RFR: 8201409: JDWP debugger initialization hangs intermittently
Daniel D. Daugherty
daniel.daugherty at oracle.com
Sun Apr 15 17:01:24 UTC 2018
On 4/13/18 3:07 PM, serguei.spitsyn at oracle.com wrote:
> Andrew and reviewers,
>
> I'm re-sending this RFR with a corrected subject that includes the bug
> number.
>
> The issues is:
> _https://bugs.openjdk.java.net/browse/JDK-8201409_
> <https://urldefense.proofpoint.com/v2/url?u=https-3A__bugs.openjdk.java.net_browse_JDK-2D8201409&d=DwMDaQ&c=jf_iaSHvJObTbx-siA1ZOg&r=NaV8Iy8Ld-vjpXZFDdTbgGlRTghGHnwM75wUPd5_NUQ&m=nYdDNT1pdP7gQK1JviPJ6zIxLWcwe7R-azh_NnvI0Ok&s=z0_3fj5wG3cofrwXExX0jmnKvUeBGxjAOsYE1Gz6xCg&e=>
>
> Webrev:
> _http://cr.openjdk.java.net/~sspitsyn/webrevs/2018/8201409-jdwp-initsync.ibm.1/_
> <https://urldefense.proofpoint.com/v2/url?u=http-3A__cr.openjdk.java.net_-7Esspitsyn_webrevs_2018_8201409-2Djdwp-2Dinitsync.ibm.1_&d=DwMDaQ&c=jf_iaSHvJObTbx-siA1ZOg&r=NaV8Iy8Ld-vjpXZFDdTbgGlRTghGHnwM75wUPd5_NUQ&m=nYdDNT1pdP7gQK1JviPJ6zIxLWcwe7R-azh_NnvI0Ok&s=8LH2-PYUqJbVkawhCgmuD5106lOuFKI-jAVhCpB_tYY&e=>
src/jdk.jdwp.agent/share/native/libjdwp/debugInit.c
No comments.
src/jdk.jdwp.agent/share/native/libjdwp/debugInit.h
No comments.
src/jdk.jdwp.agent/share/native/libjdwp/debugLoop.c
So now pauses in debugLoop_run() before the loop
that reads cmds.
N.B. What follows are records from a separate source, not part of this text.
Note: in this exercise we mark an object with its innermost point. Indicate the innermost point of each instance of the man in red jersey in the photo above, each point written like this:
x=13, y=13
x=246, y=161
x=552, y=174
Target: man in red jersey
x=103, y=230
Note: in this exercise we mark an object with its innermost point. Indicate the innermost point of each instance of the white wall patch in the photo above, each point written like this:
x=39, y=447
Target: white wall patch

Looks good.
src/jdk.jdwp.agent/share/native/libjdwp/eventHelper.c
So the VM_INIT event handler now signals that we have
received the VM_INIT event so that allows debugLoop_run()
to proceed.
Serguei, this fix needs to have the most of the Serviceability
stack of tests run against it (jdwp, JVM/TI, JDI and jdb tests).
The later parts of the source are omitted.